O filósofo Emerson escreveu que o homem é um Deus em ruínas
porque a infância continua sendo o seu paraíso perdido e ele só pode voltar a
visitá-lo por meio dos sonhos ou da memória.
Na parte que me toca, o território livre da Cachoeirinha –
que agora no dia 22 maio, Dia de Santa Rita de Cássia, padroeira do bairro, completou
120 anos – tem sido meu paraíso perdido desde que me entendo por gente.
Projetado em 1892, por iniciativa do governador Eduardo
Ribeiro, o bairro da Cachoeirinha surgiu no apogeu da belle époque e visava
basicamente expandir o perímetro urbano da cidade.
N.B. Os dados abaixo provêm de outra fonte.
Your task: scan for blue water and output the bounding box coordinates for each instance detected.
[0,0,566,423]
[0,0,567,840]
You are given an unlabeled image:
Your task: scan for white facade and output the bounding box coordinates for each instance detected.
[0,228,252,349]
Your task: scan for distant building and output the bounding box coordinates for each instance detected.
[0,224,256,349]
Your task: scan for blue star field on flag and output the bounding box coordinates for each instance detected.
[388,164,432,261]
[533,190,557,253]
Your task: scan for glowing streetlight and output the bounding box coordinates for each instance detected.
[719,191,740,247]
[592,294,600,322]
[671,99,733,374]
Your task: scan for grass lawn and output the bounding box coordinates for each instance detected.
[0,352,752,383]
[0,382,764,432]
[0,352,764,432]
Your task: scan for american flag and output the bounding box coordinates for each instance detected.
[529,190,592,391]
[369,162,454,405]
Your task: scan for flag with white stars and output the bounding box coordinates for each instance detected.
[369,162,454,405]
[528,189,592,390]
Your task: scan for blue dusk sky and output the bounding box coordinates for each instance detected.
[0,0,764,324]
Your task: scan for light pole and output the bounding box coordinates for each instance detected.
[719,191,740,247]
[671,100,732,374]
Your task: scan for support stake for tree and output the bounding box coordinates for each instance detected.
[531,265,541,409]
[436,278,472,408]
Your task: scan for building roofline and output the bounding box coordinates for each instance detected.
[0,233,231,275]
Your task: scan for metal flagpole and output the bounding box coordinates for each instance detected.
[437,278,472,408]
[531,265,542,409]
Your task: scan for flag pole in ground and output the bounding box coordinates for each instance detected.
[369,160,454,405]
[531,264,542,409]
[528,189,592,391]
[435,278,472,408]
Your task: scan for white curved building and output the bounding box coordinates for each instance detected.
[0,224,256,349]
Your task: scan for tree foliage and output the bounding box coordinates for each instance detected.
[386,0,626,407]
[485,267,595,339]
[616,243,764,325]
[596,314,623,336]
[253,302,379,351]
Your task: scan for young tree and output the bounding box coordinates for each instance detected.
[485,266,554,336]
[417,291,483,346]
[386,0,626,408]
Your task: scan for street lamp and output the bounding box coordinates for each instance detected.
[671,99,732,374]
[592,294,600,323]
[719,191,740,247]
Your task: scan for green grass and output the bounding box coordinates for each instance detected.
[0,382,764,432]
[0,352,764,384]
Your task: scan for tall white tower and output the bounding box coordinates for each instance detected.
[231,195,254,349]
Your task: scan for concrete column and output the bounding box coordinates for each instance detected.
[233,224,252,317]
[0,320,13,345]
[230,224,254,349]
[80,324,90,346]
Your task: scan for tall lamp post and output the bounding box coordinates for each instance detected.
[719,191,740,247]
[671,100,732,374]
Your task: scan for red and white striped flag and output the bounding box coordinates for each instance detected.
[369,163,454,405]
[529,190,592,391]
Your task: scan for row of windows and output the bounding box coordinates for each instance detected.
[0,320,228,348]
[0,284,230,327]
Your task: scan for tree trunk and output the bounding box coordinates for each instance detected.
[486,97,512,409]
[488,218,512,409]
O encarregado de idealizar o projeto do novo bairro foi o
engenheiro Antônio Joaquim de Oliveira Campos, que elaborou um plano piloto em
uma área de 15 mil km², cujo principal ponto de referência era um caudaloso
igarapé que, na vazante, formava uma forte corredeira chamada Cachoeirinha de
Manaus.
O igarapé de águas negras e transparentes ficou conhecido
como igarapé da Cachoeirinha.
Entre os principais tributários do igarapé da Cachoeirinha
estavam o igarapé do Primeiro Olho d’Água, mais conhecido como igarapé da Bica,
cuja nascente ficava no quintal do Instituto Montessoriano, na rua Paraíba, e
dali descia do bairro de São Francisco em direção à Cachoeirinha, se bifurcando
no começo da rua Belém.
Um braço do igarapé seguia em frente, em direção ao igarapé
do Mestre Chico, passando por baixo do atual viaduto da Paraíba, e o outro
braço seguia paralelo à rua Belém, passando por detrás do grupo escolar Getúlio
Vargas, até se transformar no igarapé da Cachoeirinha, nas imediações da
conhecida Mercearia do Amâncio, próximo da Feira de São Francisco.
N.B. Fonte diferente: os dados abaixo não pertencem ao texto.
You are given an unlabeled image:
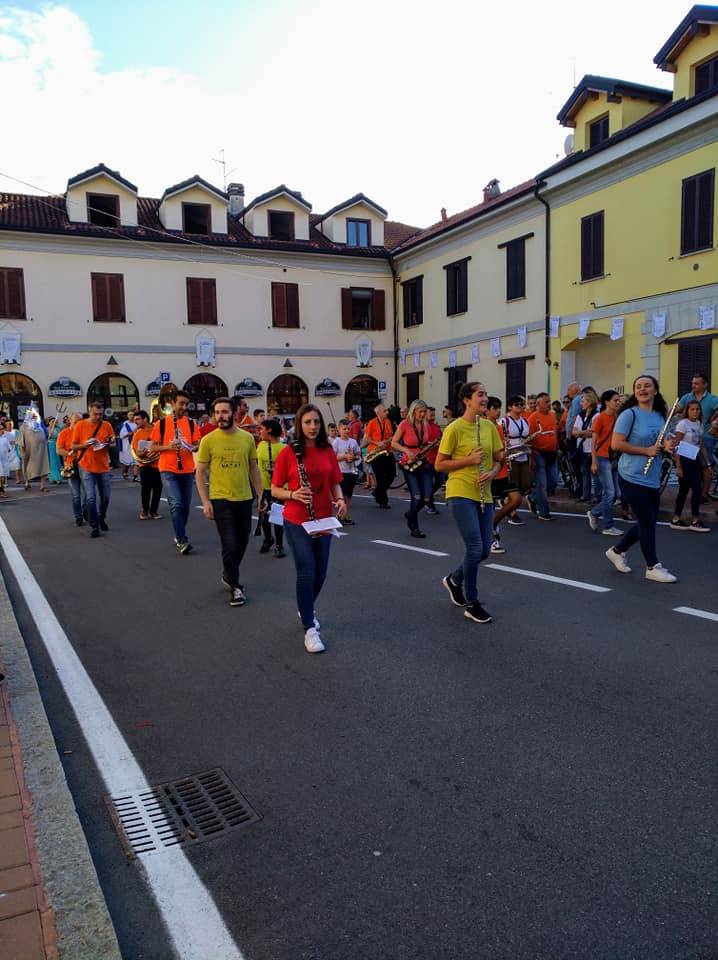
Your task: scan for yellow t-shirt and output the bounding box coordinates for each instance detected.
[257,440,284,490]
[439,417,503,503]
[197,428,257,500]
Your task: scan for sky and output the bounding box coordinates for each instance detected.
[0,0,690,227]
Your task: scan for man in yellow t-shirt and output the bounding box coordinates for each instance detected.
[434,383,503,623]
[196,397,262,607]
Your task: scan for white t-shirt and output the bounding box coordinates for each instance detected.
[332,437,361,473]
[676,418,703,447]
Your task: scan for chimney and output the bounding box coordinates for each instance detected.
[227,183,244,217]
[484,179,501,203]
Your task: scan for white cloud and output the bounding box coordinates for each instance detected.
[0,0,688,225]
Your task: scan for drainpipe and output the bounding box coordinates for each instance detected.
[534,180,551,397]
[389,256,399,407]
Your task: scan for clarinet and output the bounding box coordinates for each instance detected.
[292,440,317,520]
[172,413,182,473]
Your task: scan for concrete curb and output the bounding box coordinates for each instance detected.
[0,573,122,960]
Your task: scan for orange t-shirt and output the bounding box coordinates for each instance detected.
[151,416,200,473]
[529,410,558,452]
[72,420,115,473]
[591,411,616,458]
[56,427,74,467]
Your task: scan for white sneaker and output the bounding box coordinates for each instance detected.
[304,627,326,653]
[606,547,631,573]
[646,563,678,583]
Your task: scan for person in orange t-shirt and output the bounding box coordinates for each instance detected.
[57,412,87,527]
[72,402,115,539]
[528,392,558,520]
[132,410,162,520]
[152,390,200,556]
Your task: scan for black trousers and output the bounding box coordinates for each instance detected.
[140,467,162,514]
[262,490,284,549]
[212,499,254,587]
[371,452,396,507]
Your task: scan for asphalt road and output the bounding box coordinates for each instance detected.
[2,482,718,960]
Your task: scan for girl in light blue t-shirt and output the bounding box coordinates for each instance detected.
[606,376,678,583]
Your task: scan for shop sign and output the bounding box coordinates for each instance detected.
[47,377,82,397]
[314,377,342,397]
[234,377,264,397]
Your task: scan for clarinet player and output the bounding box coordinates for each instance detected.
[272,403,346,653]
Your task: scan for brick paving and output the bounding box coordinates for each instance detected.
[0,680,59,960]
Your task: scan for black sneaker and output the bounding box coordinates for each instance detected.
[464,600,492,623]
[441,574,466,607]
[229,587,247,607]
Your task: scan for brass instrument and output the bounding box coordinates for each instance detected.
[643,398,678,476]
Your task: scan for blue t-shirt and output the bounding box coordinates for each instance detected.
[613,407,665,487]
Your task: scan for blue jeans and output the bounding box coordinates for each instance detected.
[591,457,619,530]
[534,450,558,517]
[403,465,434,530]
[161,470,194,543]
[67,473,87,520]
[284,520,333,630]
[79,467,111,530]
[449,497,494,603]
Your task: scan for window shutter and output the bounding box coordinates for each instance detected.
[284,283,299,328]
[371,290,386,330]
[342,287,352,330]
[0,267,25,320]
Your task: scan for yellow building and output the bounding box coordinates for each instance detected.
[537,6,718,398]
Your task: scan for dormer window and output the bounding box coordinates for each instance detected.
[588,114,608,147]
[267,210,294,240]
[695,57,718,96]
[182,203,212,236]
[347,218,371,247]
[87,193,120,227]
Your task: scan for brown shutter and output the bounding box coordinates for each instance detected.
[371,290,386,330]
[342,287,352,330]
[0,267,25,320]
[272,283,287,327]
[284,283,299,328]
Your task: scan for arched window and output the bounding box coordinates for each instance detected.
[267,373,309,417]
[344,373,379,420]
[183,373,229,417]
[0,373,44,427]
[87,373,140,422]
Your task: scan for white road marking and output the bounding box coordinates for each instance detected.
[0,519,243,960]
[372,540,449,557]
[483,563,611,593]
[673,607,718,623]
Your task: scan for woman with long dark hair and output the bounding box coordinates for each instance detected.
[272,403,346,653]
[435,383,503,623]
[606,376,678,583]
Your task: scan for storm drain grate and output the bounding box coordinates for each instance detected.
[107,768,260,856]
A Bica existe até hoje. Está localizada nos fundos do
condomínio Central Park e foi tombada como patrimônio histórico pelo Ipham.
Já o igarapé do Segundo Olho d’Água nascia nas imediações da
atual Secretaria de Produção (Sepror), depois se transformava no balneário
público Furna da Onça, descia de Petrópolis e desaguava no igarapé da
Cachoeirinha no início da Manaus Moderna, no local conhecido como Pontão das
Lavadeiras.
O igarapé do Segundo foi aterrado. Hoje, no seu antigo leito
cheio de corredeiras e cercado de buritizais, fica o campo de futebol da Ceam.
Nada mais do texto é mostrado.